The U.S. students tend to have among the highest rates of use of all of the countries. At 18 percent, the U.S. ranks third of 37 countries on the proportion of students using marijuana or hashish in the prior 30 days. Only France and Monaco had higher rates at 24 percent and 21 percent, respectively. The average across all the European countries was 7 percent, or less than half the rate in the U.S.

American students reported the highest level of marijuana availability of all the countries and the lowest proportion of students associating great risk with its use factors that may help to explain their relatively high rates of use here, according to Johnston.

The U.S. ranks first in the proportion of students using any illicit drug other than marijuana in their lifetime (16 percent compared to an average of 6 percent in Europe) and using hallucinogens like LSD in their lifetime (6 percent vs. 2 percent in Europe). It also ranks first in the proportion reporting ecstasy use in their lifetime (7 percent vs. 3 percent in Europe), despite a sharp drop in their ecstasy use over the previous decade. American students have the highest the proportion reporting lifetime use of amphetamines (9 percent), a rate that is three times the average in Europe (3 percent). Ecstasy was seen as more available in the U.S. than in any other country.

For some drugs, however, the lifetime prevalence rate in the U.S. was just about the average for the European countries, including inhalants (10 percent), cocaine (3 percent), crack (2 percent), heroin (1 percent) and anabolic steroids (1 percent).

“Clearly the U.S. has attained relatively low rates of use for cigarettes and alcohol, though not as low as we would like,” Johnston said. “But the level of illicit drug use by adolescents is still exceptional here.”

Related Links

  • Full European report
  • Monitoring the Future

This was the fifth coordinated data collection in Europe as part of the European School Survey Project on Alcohol and Other Drugs, the first being held in 1995 with 26 countries participating. The research plan this time was for each country to generate a representative national sample of 15 and 16 year olds with at least 2,400 students being surveyed.
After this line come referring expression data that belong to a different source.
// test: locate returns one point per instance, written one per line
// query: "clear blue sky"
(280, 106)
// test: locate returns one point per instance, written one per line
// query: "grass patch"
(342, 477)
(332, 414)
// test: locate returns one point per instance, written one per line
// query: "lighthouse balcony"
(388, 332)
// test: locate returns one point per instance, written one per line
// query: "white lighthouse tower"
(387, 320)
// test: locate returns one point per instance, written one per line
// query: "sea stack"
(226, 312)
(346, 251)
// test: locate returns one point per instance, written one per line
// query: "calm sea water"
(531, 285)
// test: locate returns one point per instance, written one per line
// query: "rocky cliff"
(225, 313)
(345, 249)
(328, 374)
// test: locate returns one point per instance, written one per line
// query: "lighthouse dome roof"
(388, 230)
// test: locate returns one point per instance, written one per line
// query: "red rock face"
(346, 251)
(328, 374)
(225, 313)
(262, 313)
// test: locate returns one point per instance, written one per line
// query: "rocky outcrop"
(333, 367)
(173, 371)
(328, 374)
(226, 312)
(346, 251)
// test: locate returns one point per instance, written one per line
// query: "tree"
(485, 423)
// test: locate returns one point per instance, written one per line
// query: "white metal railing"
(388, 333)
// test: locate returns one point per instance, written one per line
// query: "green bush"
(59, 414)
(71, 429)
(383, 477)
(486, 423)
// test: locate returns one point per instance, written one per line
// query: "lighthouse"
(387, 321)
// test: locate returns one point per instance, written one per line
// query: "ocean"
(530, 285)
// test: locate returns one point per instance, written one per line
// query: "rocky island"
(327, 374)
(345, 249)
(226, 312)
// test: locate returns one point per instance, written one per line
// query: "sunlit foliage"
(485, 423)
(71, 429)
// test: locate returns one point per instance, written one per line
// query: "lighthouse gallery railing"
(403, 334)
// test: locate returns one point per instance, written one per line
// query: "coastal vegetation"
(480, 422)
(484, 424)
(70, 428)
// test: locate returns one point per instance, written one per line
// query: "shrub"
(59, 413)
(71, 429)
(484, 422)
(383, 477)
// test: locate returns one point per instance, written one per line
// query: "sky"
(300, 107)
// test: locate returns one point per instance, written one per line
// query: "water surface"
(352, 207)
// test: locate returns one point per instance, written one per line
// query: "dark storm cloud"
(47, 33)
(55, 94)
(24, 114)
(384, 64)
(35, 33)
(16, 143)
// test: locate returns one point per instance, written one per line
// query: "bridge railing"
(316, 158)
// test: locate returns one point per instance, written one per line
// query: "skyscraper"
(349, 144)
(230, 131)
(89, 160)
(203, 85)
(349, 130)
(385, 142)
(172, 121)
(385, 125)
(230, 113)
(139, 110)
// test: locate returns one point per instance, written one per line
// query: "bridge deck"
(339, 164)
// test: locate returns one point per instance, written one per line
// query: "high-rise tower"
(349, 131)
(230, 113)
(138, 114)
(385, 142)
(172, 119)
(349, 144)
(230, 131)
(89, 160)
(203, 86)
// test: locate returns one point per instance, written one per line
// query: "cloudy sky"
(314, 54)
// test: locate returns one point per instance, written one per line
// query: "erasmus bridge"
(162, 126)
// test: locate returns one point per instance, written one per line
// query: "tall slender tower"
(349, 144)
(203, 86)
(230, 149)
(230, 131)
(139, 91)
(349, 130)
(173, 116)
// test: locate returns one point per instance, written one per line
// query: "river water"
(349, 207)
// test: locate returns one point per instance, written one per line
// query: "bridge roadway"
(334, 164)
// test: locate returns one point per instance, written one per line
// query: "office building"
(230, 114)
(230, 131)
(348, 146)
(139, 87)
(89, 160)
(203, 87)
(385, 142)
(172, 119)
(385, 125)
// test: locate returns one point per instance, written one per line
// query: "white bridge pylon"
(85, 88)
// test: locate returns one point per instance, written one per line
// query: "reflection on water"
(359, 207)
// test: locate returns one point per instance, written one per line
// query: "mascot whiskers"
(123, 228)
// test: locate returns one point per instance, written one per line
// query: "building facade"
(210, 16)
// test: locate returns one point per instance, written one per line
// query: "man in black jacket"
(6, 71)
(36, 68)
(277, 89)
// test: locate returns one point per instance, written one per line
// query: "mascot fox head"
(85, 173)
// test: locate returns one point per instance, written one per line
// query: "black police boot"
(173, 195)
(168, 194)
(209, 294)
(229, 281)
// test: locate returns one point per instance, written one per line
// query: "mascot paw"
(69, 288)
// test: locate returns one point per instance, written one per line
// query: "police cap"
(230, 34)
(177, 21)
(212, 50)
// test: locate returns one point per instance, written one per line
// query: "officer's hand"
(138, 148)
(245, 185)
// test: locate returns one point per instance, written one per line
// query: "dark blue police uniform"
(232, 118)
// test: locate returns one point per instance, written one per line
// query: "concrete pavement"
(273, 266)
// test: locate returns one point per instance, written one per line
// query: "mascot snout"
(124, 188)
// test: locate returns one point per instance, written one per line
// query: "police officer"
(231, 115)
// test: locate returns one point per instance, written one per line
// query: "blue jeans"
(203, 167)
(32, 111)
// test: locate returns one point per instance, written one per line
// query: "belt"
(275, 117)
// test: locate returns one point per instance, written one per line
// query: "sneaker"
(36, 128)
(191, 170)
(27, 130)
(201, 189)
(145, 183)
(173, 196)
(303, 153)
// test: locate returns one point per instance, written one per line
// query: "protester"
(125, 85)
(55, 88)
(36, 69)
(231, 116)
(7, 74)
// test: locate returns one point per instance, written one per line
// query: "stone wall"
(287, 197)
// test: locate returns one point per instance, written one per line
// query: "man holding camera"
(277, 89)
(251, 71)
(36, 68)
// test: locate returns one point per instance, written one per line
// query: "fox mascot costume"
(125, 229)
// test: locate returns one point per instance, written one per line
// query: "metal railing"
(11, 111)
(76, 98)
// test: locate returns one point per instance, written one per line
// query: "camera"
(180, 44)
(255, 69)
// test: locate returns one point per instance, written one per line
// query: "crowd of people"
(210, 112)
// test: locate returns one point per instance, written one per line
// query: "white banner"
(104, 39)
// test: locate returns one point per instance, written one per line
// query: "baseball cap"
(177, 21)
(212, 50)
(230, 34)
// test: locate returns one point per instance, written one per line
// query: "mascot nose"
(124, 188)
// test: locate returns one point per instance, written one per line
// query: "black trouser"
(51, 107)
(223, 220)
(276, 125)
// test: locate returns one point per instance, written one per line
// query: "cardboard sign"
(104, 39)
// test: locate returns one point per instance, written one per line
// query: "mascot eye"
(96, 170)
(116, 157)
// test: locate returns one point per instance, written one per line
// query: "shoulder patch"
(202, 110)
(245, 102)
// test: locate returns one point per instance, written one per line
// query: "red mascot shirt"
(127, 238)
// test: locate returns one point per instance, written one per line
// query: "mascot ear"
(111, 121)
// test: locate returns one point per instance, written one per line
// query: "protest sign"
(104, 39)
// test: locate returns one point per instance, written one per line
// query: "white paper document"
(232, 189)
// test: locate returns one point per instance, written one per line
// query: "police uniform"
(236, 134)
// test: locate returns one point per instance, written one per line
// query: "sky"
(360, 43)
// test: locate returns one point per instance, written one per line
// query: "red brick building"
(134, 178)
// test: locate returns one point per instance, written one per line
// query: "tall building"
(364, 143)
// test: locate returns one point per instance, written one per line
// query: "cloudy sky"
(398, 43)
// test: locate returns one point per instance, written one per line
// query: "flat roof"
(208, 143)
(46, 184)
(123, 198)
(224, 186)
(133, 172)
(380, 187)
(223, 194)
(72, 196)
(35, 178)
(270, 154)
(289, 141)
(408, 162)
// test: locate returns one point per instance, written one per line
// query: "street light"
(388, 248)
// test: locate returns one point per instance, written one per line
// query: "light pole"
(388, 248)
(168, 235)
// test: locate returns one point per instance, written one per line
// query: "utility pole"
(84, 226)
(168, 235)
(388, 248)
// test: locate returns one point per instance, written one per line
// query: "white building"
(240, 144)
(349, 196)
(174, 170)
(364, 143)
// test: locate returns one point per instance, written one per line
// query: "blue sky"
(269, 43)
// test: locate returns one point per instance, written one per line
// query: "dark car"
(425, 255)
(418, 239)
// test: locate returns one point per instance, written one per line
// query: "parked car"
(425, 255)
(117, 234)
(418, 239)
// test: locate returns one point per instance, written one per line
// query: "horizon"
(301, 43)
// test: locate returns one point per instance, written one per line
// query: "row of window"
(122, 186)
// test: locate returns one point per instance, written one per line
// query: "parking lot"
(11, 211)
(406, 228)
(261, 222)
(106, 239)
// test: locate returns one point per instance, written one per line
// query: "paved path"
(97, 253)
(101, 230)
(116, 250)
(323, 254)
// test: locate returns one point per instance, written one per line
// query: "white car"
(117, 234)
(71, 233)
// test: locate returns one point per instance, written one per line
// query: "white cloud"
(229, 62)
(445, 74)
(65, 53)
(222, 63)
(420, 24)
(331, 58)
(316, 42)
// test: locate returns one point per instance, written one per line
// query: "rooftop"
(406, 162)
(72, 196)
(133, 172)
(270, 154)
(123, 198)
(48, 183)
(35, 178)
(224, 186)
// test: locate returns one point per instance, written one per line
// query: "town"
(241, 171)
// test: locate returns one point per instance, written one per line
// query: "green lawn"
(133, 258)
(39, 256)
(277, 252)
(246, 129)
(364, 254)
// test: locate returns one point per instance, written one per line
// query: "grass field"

All samples were nationally representative, except those in Germany, Russia, Flanders (the Dutch part of Belgium) and Bosnia Herzegovina. In each of these cases a sub national representative sample was surveyed, such as Moscow in the case of Russia.

The European survey group was led by Swedish sociologist Bjorn Hibbell, who has worked in the substance abuse field for many years. The American survey is led by social psychologist Lloyd Johnston, who has served as principal investigator of Monitoring the Future since its inception 37 years ago. MTF, which is conducted by the University of Michigan’s Institute for Social Research and is funded by the National Institute on Drug Abuse, had a sample of 15,400 10th grade students in 126 high schools in the 2011 survey. Students completed confidential, self administered questionnaires right in their classrooms in both the American and European surveys.